Microsoft SQL Server 2005 has no SPLIT(InputString,Delimiter) function. For example, if you had some CSV (comma-separated-values) data like ‘Toyota,Tacoma,2009,$20000’, there is no built-in way in Transact-SQL to split that up into its discrete parts. There are other solutions out there that attempt to split this data up for you into either a table like (ColumnNumber Integer,ColumnData VarChar) with each row being a column in your single string, and then letting you PIVOT those into columns (CarMfg,CarMake,CarYear,CarCost).
Some of the other functions out there that I could find would iterate through the entire string character-by-character, seeking the next instance of @Delimiter within @InputString, marking that point, and using SUBSTRING() to go backwards in the string to the previous instance of @Delimiter to retrieve the string. Each time it found a delimiter, it would insert the column value and column number into a table variable @ResultTable.
This works for small strings, but as the length of each column within your string grows, this method becomes inefficient, especially when you’re working with a large number of strings.

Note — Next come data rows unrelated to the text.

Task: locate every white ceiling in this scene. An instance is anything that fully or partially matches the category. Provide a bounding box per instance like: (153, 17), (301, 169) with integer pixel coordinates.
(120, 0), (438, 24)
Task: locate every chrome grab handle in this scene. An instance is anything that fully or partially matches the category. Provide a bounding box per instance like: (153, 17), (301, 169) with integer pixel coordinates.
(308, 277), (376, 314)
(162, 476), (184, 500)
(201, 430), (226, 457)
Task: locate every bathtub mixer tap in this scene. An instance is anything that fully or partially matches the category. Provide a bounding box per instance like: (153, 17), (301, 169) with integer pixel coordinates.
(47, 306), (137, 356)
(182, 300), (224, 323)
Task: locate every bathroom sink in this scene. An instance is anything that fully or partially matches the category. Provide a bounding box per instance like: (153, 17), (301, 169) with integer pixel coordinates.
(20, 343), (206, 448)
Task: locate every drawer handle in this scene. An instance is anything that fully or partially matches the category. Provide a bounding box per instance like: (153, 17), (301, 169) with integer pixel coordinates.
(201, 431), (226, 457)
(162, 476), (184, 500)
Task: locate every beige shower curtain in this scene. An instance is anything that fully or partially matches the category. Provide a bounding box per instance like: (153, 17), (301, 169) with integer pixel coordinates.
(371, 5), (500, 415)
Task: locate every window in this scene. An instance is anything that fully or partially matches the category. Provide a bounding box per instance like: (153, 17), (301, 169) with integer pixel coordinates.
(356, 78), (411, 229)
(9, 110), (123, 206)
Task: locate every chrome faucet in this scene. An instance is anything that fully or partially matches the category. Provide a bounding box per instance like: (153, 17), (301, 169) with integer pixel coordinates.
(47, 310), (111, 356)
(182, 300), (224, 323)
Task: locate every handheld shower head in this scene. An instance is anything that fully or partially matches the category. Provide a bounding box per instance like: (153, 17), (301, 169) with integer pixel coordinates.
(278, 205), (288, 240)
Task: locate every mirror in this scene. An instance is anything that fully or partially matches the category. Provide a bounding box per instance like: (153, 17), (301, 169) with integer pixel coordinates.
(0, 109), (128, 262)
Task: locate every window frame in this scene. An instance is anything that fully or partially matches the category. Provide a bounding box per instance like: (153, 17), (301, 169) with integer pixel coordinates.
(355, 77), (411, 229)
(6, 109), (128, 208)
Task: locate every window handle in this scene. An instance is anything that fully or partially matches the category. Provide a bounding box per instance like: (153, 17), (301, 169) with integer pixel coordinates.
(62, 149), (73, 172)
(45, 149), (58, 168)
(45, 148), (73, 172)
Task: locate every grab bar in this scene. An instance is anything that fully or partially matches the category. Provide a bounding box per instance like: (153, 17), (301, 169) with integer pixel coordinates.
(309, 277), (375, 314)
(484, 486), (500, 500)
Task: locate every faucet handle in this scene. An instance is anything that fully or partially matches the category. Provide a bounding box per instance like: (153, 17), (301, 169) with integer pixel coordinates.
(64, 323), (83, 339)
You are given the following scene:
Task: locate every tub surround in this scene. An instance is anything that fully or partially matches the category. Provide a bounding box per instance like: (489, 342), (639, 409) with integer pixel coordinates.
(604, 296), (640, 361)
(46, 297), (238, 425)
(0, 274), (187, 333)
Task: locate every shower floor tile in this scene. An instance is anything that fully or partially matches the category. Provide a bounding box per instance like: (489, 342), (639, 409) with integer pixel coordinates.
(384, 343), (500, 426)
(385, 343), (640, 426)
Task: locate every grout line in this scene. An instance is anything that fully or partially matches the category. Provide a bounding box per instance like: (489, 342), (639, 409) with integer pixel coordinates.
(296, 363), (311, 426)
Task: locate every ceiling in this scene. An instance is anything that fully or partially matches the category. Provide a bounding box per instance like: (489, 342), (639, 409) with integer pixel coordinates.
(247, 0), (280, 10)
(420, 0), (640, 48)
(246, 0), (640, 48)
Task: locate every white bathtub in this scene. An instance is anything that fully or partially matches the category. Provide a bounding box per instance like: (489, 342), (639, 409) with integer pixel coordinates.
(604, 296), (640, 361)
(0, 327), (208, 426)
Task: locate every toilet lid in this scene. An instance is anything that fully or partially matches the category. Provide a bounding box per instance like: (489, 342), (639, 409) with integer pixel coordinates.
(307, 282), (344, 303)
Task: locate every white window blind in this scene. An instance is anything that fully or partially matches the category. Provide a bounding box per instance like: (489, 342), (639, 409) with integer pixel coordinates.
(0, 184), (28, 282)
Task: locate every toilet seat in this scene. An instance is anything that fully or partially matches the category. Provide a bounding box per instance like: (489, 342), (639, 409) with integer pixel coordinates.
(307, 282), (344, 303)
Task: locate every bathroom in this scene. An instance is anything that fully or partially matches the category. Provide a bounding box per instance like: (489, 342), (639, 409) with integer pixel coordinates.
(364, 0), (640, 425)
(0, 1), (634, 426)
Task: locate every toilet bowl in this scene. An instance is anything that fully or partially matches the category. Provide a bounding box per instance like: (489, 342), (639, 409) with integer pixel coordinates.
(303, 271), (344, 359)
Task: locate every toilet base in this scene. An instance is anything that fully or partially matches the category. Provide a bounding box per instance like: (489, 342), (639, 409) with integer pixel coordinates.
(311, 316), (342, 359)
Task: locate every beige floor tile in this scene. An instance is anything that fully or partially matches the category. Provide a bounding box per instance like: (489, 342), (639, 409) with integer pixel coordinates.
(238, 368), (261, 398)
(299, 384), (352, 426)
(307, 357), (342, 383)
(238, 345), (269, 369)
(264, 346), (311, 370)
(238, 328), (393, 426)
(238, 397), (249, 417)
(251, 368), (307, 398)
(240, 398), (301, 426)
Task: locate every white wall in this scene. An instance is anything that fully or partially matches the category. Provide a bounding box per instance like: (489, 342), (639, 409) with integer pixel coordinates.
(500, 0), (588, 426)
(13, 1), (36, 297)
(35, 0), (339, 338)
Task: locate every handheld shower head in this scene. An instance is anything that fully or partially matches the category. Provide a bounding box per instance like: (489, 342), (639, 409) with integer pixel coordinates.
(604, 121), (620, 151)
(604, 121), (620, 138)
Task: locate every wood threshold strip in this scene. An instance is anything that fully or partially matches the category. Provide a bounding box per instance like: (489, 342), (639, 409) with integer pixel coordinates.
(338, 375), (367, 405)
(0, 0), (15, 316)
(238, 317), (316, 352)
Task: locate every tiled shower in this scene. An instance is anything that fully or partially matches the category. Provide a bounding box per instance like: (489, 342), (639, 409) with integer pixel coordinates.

My solution addresses this:
DECLARE @ResultTable TABLE (Col Integer, Val VarChar(255));
DECLARE @InputString VarChar(8000);
DECLARE @Delimiter VarChar(50);
SET @InputString = '1,2,3,4,5,6,7,8,9,0';
SET @Delimiter = ',';
----
DECLARE @Start Integer, @NextDelimiter Integer, @Length Integer, @Number Integer;
SET @InputString = @InputString + @Delimiter;
SET @Number = 1;
SET @Start = 1;
SET @Length = CHARINDEX(@Delimiter,@InputString,0) - 1;
WHILE @Start
BEGIN
INSERT @ResultTable VALUES(@Number, SUBSTRING(@InputString, @Start, @Length));
SET @Number = @Number + 1;
SET @Start = @Start + @Length + LEN(@Delimiter);
SET @Length = CHARINDEX(@Delimiter,@InputString,@Start) - @Start;
END
Here are my results from testing these two methods:
Fields | Rows | FieldLength | Intarweb Method | My Method |
---|---|---|---|---|
15 | 50000 | 1 | 18s | 17s |
15 | 50000 | 10 | 26s | 17s |
15 | 50000 | 100 | 149s | 22s |
100 | 50000 | 1 | 61s | 56s |
100 | 50000 | 10 | 200s | 116s |
As you can see, when the size of each column is the same, there really is no benefit, and as the number of columns grows, it does so exponentially. However, with the method described earlier, as the size of each column grows, it just gets ugly.